A Populus TIR1 gene family survey reveals differential expression patterns and responses to 1-naphthaleneacetic acid and stress treatments.

The plant hormone auxin is a central regulator of plant growth. TRANSPORT INHIBITOR RESPONSE 1/AUXIN SIGNALING F-BOX (TIR1/AFB) is a component of the E3 ubiquitin ligase complex SCF(TIR1/AFB) and acts as an auxin co-receptor for nuclear auxin signaling. The SCF(TIR1/AFB)-proteasome machinery plays a central regulatory role in development-related gene transcription. Populus trichocarpa, as a model tree, has a unique fast-growth trait to which auxin signaling may contribute. However, no systematic analyses of the genome organization, gene structure, and expression of TIR1-like genes have been undertaken in this woody model plant.

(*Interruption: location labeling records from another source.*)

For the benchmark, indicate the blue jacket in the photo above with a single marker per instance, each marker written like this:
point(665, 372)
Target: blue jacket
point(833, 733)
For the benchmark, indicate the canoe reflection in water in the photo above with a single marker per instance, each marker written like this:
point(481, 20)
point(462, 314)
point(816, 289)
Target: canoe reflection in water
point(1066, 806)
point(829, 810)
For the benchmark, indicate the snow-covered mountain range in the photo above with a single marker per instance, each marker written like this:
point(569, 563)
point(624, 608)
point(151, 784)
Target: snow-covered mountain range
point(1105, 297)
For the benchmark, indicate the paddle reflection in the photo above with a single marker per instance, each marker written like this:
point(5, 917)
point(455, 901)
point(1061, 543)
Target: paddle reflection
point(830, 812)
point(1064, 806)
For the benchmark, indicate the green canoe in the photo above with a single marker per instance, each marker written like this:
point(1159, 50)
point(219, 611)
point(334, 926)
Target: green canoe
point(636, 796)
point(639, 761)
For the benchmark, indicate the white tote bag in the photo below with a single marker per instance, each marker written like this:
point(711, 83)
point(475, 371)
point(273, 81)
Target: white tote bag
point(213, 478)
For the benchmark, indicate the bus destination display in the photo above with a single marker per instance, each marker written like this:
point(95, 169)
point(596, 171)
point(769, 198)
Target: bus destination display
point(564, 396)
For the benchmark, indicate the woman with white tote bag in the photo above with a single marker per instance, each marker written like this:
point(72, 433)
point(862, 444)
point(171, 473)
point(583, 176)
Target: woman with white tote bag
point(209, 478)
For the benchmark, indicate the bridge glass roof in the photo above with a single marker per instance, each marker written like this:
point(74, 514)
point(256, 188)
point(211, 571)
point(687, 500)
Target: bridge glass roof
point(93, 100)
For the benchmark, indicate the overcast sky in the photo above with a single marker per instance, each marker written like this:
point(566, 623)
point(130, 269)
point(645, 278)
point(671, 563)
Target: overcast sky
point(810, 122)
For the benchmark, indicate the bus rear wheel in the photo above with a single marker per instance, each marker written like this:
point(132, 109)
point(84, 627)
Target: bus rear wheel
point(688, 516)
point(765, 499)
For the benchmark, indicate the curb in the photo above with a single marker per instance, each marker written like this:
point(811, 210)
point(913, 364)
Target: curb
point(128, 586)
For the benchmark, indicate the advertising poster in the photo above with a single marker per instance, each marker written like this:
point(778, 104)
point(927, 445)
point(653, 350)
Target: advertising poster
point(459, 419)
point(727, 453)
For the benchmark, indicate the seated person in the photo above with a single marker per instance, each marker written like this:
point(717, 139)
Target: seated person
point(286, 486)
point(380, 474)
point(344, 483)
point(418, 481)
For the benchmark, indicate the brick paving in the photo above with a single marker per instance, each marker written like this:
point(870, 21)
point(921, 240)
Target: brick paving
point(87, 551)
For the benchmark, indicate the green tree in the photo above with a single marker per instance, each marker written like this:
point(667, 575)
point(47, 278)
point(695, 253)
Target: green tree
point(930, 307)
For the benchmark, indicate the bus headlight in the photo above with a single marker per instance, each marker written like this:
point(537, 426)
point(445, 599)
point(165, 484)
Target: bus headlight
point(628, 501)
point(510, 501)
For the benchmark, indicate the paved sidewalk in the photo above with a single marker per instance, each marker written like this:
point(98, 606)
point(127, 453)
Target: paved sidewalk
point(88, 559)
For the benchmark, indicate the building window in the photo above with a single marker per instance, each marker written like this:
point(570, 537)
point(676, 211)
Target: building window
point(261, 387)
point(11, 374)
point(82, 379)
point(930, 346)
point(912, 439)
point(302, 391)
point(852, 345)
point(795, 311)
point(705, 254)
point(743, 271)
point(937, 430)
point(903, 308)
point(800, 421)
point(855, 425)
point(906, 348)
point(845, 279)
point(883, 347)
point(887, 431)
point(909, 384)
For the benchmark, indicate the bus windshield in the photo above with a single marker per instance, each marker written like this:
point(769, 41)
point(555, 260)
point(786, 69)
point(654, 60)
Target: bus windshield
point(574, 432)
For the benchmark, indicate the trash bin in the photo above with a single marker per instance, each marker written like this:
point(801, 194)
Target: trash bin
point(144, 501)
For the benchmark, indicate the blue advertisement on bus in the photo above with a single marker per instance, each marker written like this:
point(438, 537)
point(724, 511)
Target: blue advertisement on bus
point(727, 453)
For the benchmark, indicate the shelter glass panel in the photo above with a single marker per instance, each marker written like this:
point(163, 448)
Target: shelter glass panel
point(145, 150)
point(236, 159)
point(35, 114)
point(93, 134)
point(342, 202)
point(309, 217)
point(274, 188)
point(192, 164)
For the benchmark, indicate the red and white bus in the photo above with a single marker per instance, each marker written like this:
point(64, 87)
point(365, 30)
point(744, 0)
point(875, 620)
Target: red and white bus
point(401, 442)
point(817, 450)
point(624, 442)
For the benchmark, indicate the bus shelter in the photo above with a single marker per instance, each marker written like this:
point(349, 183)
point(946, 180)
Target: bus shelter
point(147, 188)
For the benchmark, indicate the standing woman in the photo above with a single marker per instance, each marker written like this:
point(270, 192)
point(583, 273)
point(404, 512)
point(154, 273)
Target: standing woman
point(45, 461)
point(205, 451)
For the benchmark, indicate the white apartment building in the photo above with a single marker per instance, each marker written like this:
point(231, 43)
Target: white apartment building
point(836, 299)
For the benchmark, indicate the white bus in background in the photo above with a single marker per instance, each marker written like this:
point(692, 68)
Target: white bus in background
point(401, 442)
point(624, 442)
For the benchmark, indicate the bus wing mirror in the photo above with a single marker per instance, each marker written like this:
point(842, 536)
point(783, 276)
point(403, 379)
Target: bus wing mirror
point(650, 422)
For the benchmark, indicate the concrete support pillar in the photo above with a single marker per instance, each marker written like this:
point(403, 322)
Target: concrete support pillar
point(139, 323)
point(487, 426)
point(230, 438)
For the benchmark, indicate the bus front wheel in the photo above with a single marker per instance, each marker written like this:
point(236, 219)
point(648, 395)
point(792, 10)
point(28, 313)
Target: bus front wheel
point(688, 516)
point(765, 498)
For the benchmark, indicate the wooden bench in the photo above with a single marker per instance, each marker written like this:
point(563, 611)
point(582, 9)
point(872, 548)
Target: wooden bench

In this study, we identified a total of eight TIR1 genes in the Populus genome that are phylogenetically clustered into four subgroups, PtrFBL1/PtrFBL2, PtrFBL3/PtrFBL4, PtrFBL5/PtrFBL6, and PtrFBL7/PtrFBL8, representing four paralogous pairs. In addition, the gene structure and motif composition were relatively conserved in each paralogous pair and all of the PtrFBL members were localized in the nucleus. Different sets of PtrFBLs were strongly expressed in the leaves, stems, roots, cambial zones, and immature xylem of Populus. Interestingly, PtrFBL1 and 7 were expressed mainly in vascular and cambial tissues, respectively, indicating their potential but different roles in wood formation. Furthermore, Populus FBLs responded differentially upon exposure to various stresses. Finally, over-expression studies indicated a role of FBL1 in poplar stem growth and response to drought stress. Collectively, these observations lay the foundation for further investigations into the potential roles of PtrFBL genes in tree growth and development.